Depuis la mort de mon père, nous venions régulièrement, Floriane et moi, entretenir le jardin d’agrément, le potager, tondre l’immense pelouse et soigner les arbres séculaires affectés des diverses blessures du temps.
Au début, Adeline prétextait du ménage à finir, du repassage en retard, une pâtisserie à mettre en route pour le dîner. Nous n’étions pas dupes de son manque d’intérêt pour les travaux agricoles et arboricoles et nous ne lui en tenions pas rigueur, conscients que sa tâche essentielle était de tenir la maison en ordre, de s’occuper du cadre de vie et, bien sûr, d’apporter à ma mère toute l’affection et les soins dont cette dernière pouvait avoir besoin. Elle s’acquittait de ses différentes charges avec aisance et naturel, témoignant pour son hôtesse des plus charmantes prévenances.
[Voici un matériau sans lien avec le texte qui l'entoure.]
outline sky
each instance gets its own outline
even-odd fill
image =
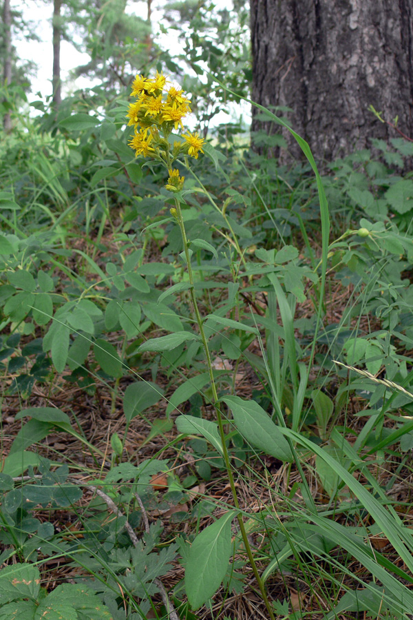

S’ennuyait-elle parfois, dans sa fonction de dame de compagnie ? Elle était une sorte de Pénélope recommençant sans cesse son éternel ouvrage, seulement distraite par les images et le son de la télévision, par les questions épisodiques, souvent réitérées et toujours les mêmes, que ma mère, perdant la mémoire et l’audition, lui posait sans même écouter ou entendre la réponse.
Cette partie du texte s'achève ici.